Well we’ve all been there …
I have done both in many scenarios ….
I’ve stayed because I should and I’ve stayed because I wanted too ….
and I’ve gone because I’m hurt and I’ve gone because it was too tough …
It takes a real knock for me to go for good though ….
I’ve had to be mentally tough whilst emotionally wrecked….( Im not talking about emotions you won’t understand …I’m sure we have all been there )
my heart has been hurting and my head very angry ….
Its a very weird scenario to be in because I am generally searching for calm and kindness in my life …
I’ve been sucked in to situations at times with no chance of escaping…. its like whirling around gathering up the shit, just like my Dyson does !!!
I don’t like that when it happens ….
I can’t make out which way is up and my emotions suffer …..
Blurred lines cruel words and goal posts constantly moving leaves me baffled …
Im not just talking about people but also life lessons !!!
My head space throughout my life has been as sound as a pound or completely f***** up depends on the scenarios I find myself in …..
hmmmmm … I wonder if the glitter in my brain is the damage of holding onto past life pains ….
I think the answer is a very big yes….
Louise Hay in her book You can Heal your life includes a list ….
I jumped straight to it .thumbing through the colourful pages …(this book has been a life line to me )and in it a list of ailments or conditions from her book heal your body and the probable causes …
I was intrigued with the word dis-ease and how Louise uses it ….
So….(not attention seeking here just logging and listing so you can see if you’ve read previous posts why this is important )
Tonsillitus from about 11years old up to having them taken out !!!
probable cause – fear ..repressed emotions stifled creativity …( well who would have guessed that !!!
Yeast infections /thrush
probable cause- denying your own needs not supporting yourself
Quinsy aged 15 the tonsils were so bad they stuck together …
probable cause- a strong belief that you can’t speak up for yourself and ask for your needs …hmmmmm
Goiter aged 30
probable cause -Hatred for being inflicted upon, a victim feeling thwarted in life and unfulfilled
haemorrhoids mid 30’s ish
probable cause -fear of deadlines, anger of the past, afraid to let go, feeling burdened ….
Multiple Sclerosis …..
probable cause -mental hardness hard-heartedness iron will inflexibility and fear ….
throughout my life I have made choices ….
right now my biggest choice is to live ….
There have been 2 point in my life where i didn’t want to live…
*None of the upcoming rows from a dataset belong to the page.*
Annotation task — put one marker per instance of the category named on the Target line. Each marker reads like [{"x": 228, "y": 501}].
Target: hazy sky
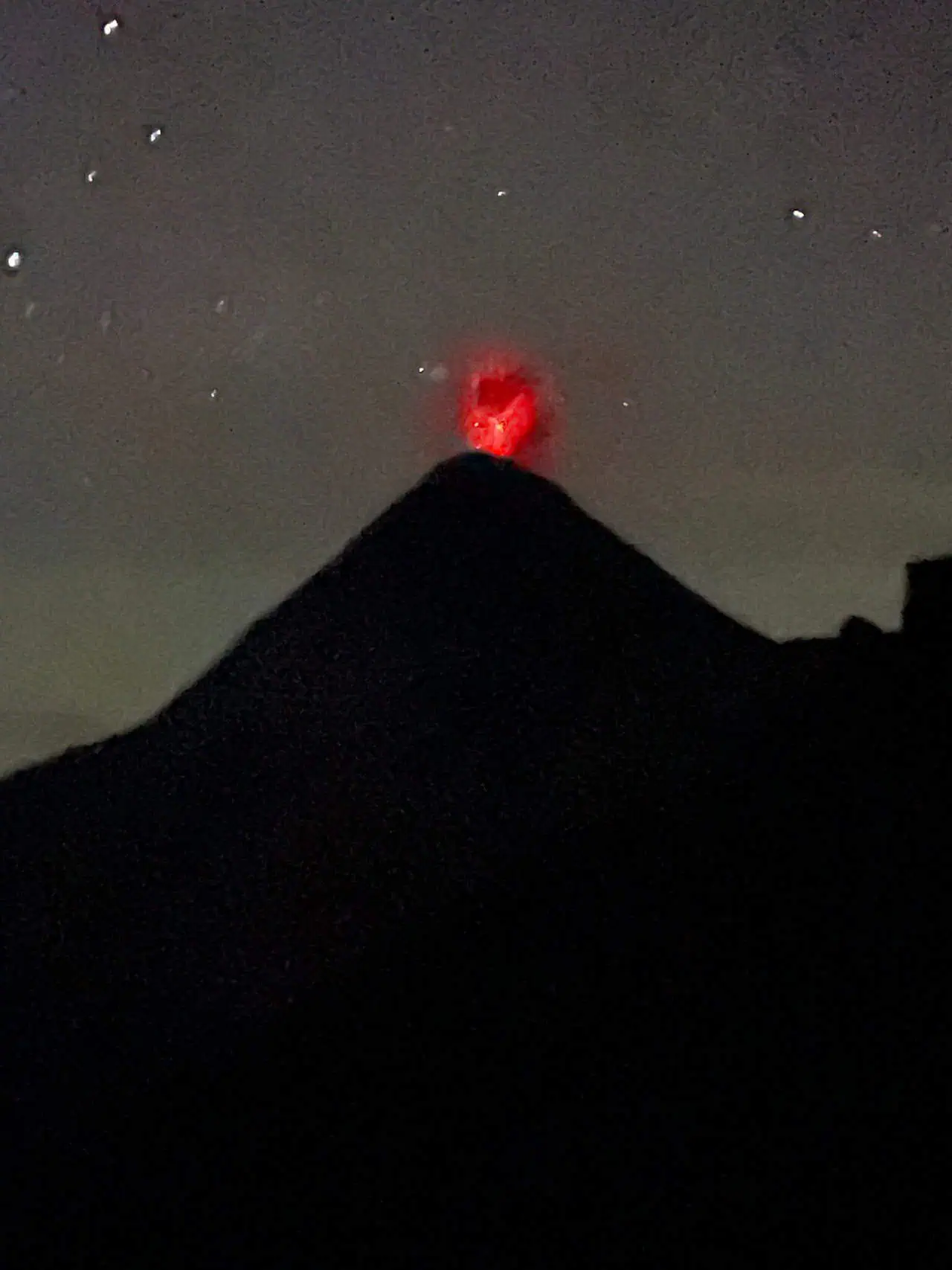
[{"x": 210, "y": 359}]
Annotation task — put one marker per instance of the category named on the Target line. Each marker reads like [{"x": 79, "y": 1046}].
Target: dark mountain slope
[{"x": 494, "y": 901}]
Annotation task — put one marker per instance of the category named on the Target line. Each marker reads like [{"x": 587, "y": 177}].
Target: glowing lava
[{"x": 499, "y": 411}]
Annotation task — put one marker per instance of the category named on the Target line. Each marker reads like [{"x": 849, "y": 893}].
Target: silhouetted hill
[{"x": 494, "y": 901}]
I wanted to walk away but the world had different plans for me …I wasn’t meant to experience more than a lot of adults experience in about their 50’s before I celebrated my sweet 16th just to give up …
so instead I got on living and tried harder than I had ever tried before …I had my eyes set on happiness and love and with that attitude life got better …
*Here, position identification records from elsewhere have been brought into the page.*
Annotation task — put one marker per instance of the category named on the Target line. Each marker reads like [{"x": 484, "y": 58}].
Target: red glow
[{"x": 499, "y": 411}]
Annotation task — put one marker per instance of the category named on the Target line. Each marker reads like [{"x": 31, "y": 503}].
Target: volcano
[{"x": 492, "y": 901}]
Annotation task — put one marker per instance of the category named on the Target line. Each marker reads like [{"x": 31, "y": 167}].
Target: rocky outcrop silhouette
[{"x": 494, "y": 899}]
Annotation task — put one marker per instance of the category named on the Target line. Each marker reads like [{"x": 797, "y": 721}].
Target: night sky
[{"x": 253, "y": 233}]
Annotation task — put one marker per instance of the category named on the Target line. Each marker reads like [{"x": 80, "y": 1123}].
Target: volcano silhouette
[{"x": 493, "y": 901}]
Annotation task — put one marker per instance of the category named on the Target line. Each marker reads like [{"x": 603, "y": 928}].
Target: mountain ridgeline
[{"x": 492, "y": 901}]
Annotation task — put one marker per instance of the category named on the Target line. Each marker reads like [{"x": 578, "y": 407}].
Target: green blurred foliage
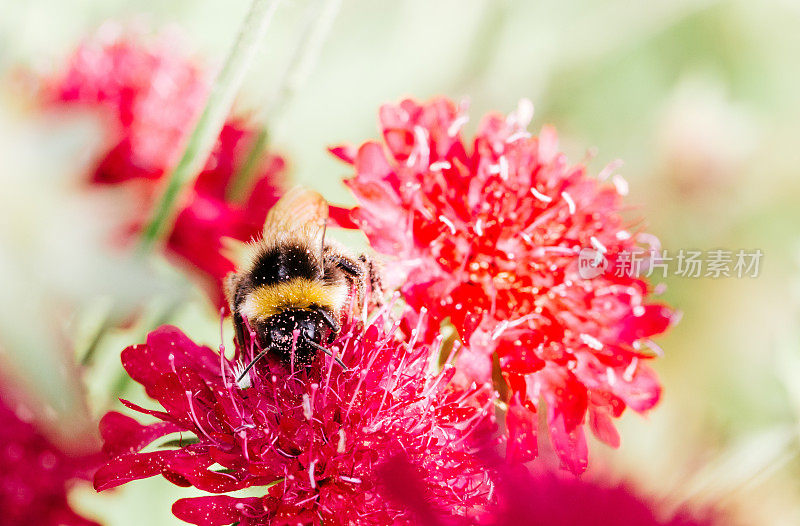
[{"x": 699, "y": 97}]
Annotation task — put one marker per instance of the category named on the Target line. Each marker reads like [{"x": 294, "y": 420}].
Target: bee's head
[{"x": 278, "y": 334}]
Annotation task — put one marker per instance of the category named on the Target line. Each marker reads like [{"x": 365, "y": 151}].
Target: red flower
[
  {"x": 556, "y": 500},
  {"x": 490, "y": 233},
  {"x": 545, "y": 498},
  {"x": 152, "y": 93},
  {"x": 313, "y": 439},
  {"x": 35, "y": 472}
]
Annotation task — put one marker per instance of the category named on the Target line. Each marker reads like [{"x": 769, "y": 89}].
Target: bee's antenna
[
  {"x": 250, "y": 365},
  {"x": 322, "y": 246},
  {"x": 328, "y": 352}
]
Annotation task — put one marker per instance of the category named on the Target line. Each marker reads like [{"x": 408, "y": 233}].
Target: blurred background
[{"x": 698, "y": 97}]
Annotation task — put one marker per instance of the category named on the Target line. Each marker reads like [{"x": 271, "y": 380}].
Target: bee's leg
[
  {"x": 327, "y": 317},
  {"x": 346, "y": 265},
  {"x": 238, "y": 324}
]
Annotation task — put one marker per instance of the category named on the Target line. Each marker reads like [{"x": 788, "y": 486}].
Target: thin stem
[
  {"x": 217, "y": 108},
  {"x": 307, "y": 49}
]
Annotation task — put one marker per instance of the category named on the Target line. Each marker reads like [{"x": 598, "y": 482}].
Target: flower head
[
  {"x": 489, "y": 232},
  {"x": 151, "y": 93},
  {"x": 315, "y": 439},
  {"x": 35, "y": 471}
]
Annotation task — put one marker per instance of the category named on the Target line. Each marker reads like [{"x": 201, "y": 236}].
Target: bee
[{"x": 293, "y": 284}]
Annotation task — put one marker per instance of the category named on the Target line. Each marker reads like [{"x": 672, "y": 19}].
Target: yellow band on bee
[{"x": 298, "y": 293}]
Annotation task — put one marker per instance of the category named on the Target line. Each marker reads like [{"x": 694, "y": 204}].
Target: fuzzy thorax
[{"x": 298, "y": 293}]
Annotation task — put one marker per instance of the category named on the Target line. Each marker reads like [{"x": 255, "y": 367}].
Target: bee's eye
[{"x": 309, "y": 331}]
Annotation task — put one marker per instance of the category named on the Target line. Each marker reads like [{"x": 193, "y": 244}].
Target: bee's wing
[{"x": 300, "y": 209}]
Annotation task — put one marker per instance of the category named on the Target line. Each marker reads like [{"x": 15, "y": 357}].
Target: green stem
[
  {"x": 316, "y": 28},
  {"x": 242, "y": 178},
  {"x": 207, "y": 129}
]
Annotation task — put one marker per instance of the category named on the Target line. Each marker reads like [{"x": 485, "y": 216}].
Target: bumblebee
[{"x": 293, "y": 284}]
I found friends and built solid friendships, I found the love of my life and my best friend chris ….I became a parent (now that was challenging and rewarding all at the same time ) I removed negative thoughts about the “I cants “and just tried anyway …..
Life is a gift ……life is a journey with twists and turns ,mountains and valleys happy times and times of great sadness …but that is life and we shouldn’t ever walk away …we should just try harder …
Tell you what …lets grab that hoover ,empty the dirt box and start again because we all have the ability to do that !!!!